Does Charlie mean business about climate change or is it just a good story? (via Mass. Governor’s office)

Scripture says God gave humanity dominion over the Earth, but not license to irresponsibly exploit it. Quite the opposite, as Pope Francis observed in his encyclical on climate change, Laudato Si. “Each community can take from the bounty of the earth whatever it needs for subsistence, but it also has the duty to protect the earth and to ensure its fruitfulness for coming generations,” the pontiff wrote.

The United States has abandoned this responsibility to future generations and to the Earth herself in Donald Trump’s withdrawal from the Paris climate accords. It is only this administration’s latest fit of pique against the environment. In the face of this shortsighted pullout, there has been resistance, even from Governor Charlie Baker here in Massachusetts. But that resistance must add up to something.

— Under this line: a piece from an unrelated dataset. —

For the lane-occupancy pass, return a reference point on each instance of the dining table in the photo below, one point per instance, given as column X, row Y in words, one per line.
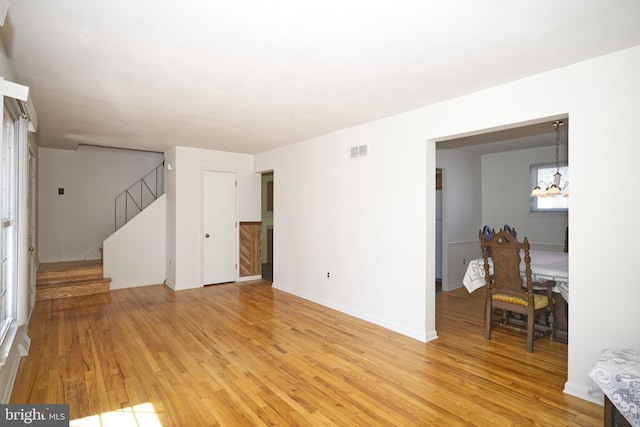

The States are pushing back, too. (via NPR/Saul Loeb/AFP/Getty Images)

Friday Baker, a Republican, joined a now-bipartisan alliance of governors—Phil Scott of Vermont is the other Republican on board—promising their states will fulfill its obligation under the Paris accords. This is truly great news. Yet, Democrats that urged Baker’s action and later feted his move cannot let this declaration stand as its own achievement. It must be followed by concrete, perhaps even difficult action.

Readers of this blog know our disillusionment of Baker well. Our expectations were always low, yes, but we believed he really did care and that he would govern competently. The former we still believe, but the latter has long since petered out given constant budget crises, a teetering (non-Boston) economy, and rampant patronage.

But those gripes pale in comparison to the peril our planet faces. Engineering may yet save Boston from the sea—at a cost of billions—but radical weather shifts will strain and buffet the economy, government services and our way of life. In other words, if Baker is sincere about meeting this challenge, this blog is with him.

We don’t doubt his sincerity, though. We doubt his commitment and imagination and fear this is all a greenwash. He promises to meet or exceed the commonwealth’s climate goals for 2030, but on too many other areas of policy he directly or indirectly contradicts this aspiration.

Going nowhere in particular so far. (created via wikipedia images)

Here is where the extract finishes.